Once you are registered create the data cluster of master and slave nodes These nodes will come pre-configured with Apache Hadoop and Spark components.

Go to Menu -> Big Data -> DataProc -> Clusters

We will create 5 worker nodes and 1 master node using the N1 series General-Purpose machine with 4vCPU and 15 GB memory and a disk size of 32-50 GB for all nodes. You can see the cost of your machine configuration per hour. Using machines with more memory, computing power, etc will cost more per hourly use.

Allow API access to all google Cloud services in the project.

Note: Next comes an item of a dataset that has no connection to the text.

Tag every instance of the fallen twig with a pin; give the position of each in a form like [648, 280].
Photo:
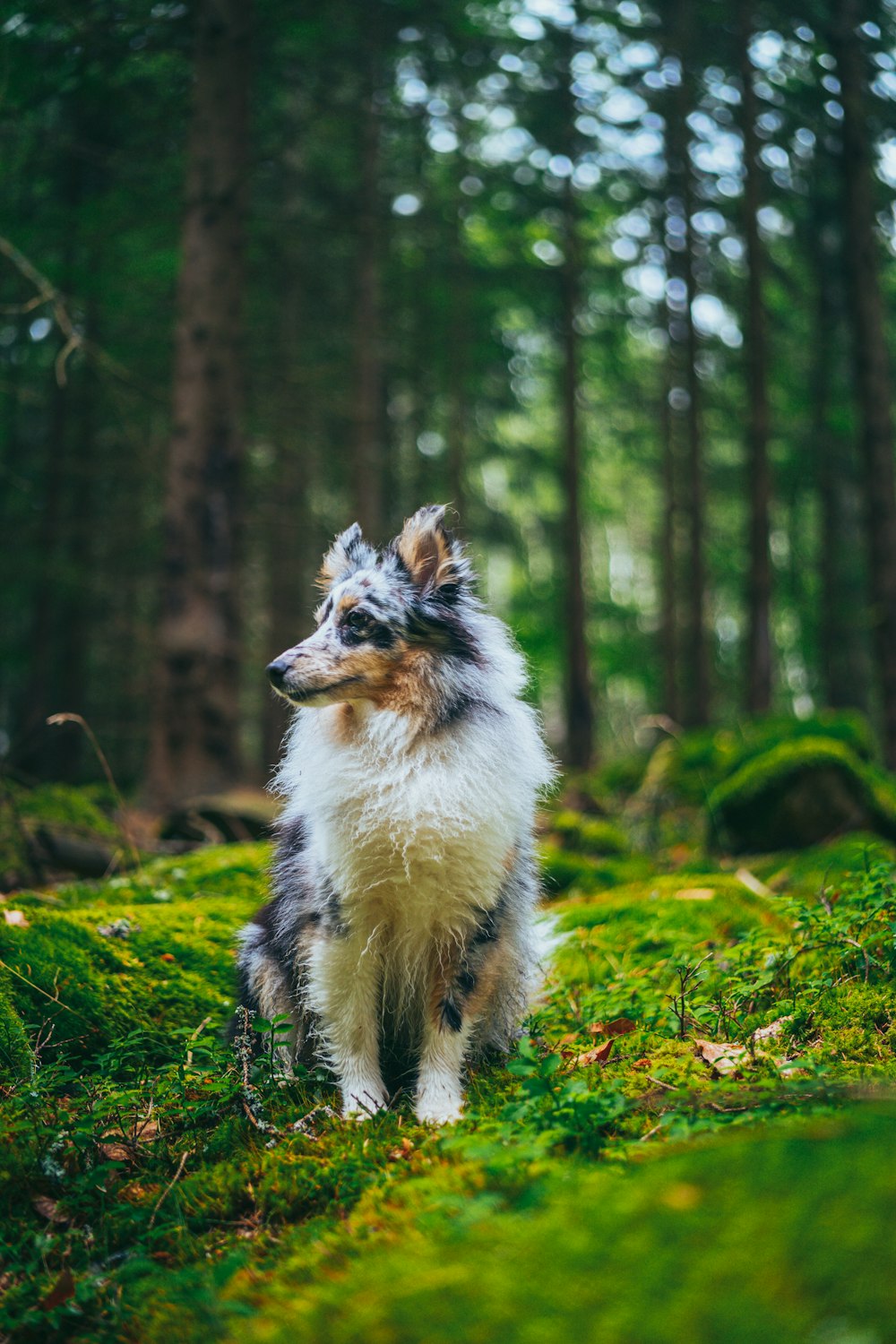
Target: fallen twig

To view the individual nodes in the cluster go to Menu -> Virtual Machines -> VM Instances

Ensure that Dataproc, Compute Engine, and Cloud Storage APIs are all enabled

Go to Menu -> API & Services -> Library.
Search for the API name and enable them if they are not already enabled.

'Create a Cloud Storage Bucket by going from Menu -> Storage -> Browser -> Create Bucket' Make a note of the bucket name.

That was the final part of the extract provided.